The sight of Calbee’s bright snack bags going black-and-white is a small, visible symptom of a much larger failure: a war in Iran that has leaked into store shelves and supply chains around the world. Japan’s biggest snack maker says it will switch 14 products to monochrome packaging because an ink ingredient tied to petroleum is suddenly scarce, a reminder that geopolitics now decides the color of the food we buy.

This isn’t some isolated printing hiccup — it’s the predictable fallout from a disrupted oil supply chain. Companies report shortages of naphtha, a petroleum byproduct used in inks and plastics, after shipments through the Strait of Hormuz were disrupted, proving once again that control of energy chokepoints equals control of everyday life.

The sting is spreading beyond snack bags: Diet Coke and other products sold exclusively in aluminum cans have vanished from shelves in places like India as can supplies tighten and shipping snarls driven by the Iran conflict bite. What began as a regional shooting war is now a global supply shock hitting ordinary consumers and small businesses who have no say in distant foreign policy decisions.

Worse still, this crisis reaches into the heart of our future economy. Iran-linked strikes on Gulf facilities knocked offline major helium production in March, pulling roughly a third of global supply out of the market and putting MRI scans and AI chip production on a precarious timetable. When the stuff that cools cutting-edge chips and keeps hospitals running becomes hostage to foreign missiles, you’ve reached a national-security-level supply problem.

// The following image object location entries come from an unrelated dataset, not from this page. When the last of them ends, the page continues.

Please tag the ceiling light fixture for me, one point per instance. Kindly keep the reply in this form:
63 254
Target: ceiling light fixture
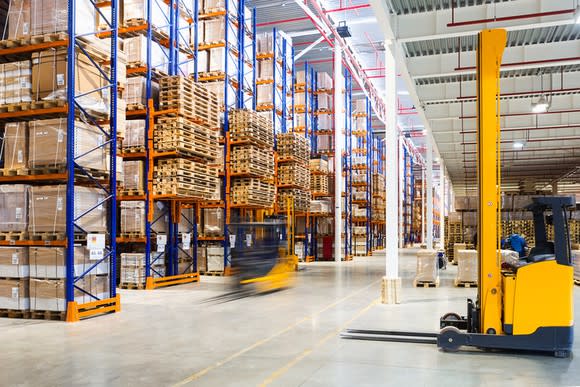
541 106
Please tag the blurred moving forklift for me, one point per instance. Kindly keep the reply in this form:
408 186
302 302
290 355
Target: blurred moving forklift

The war is also accelerating shortages of strategic metals like tungsten, which the Forbes reporting notes are being consumed for munitions even as industry needs them for advanced manufacturing — a brutal illustration of how military demands and global supply chains collide. The result is a squeeze on the very technologies that drive economic growth and American leadership in AI and semiconductors.

This should be a wake-up call for policymakers who have flattened doctrine into a one-size-fits-all “global supply” mantra. The economic damage is real and measurable — analysts warn of multibillion-dollar hits when gases and metals that feed chip fabs and hospitals are interrupted — and yet we remain dependent on fragile, foreign sources for materials that matter. The prudent response is obvious: rebuild domestic production, diversify suppliers, and treat energy and critical minerals as matters of national security.

Hardworking Americans shouldn’t be left to pay the price for foreign wars and strategic incompetence. If our leaders refuse to secure supply chains and make America self-reliant again, the next color to disappear from our lives may be the red, white, and blue itself — replaced by rationing and dependency. It’s time for bold action: defend our interests, invest in American industry, and restore the rugged independence that made this country prosperous and secure.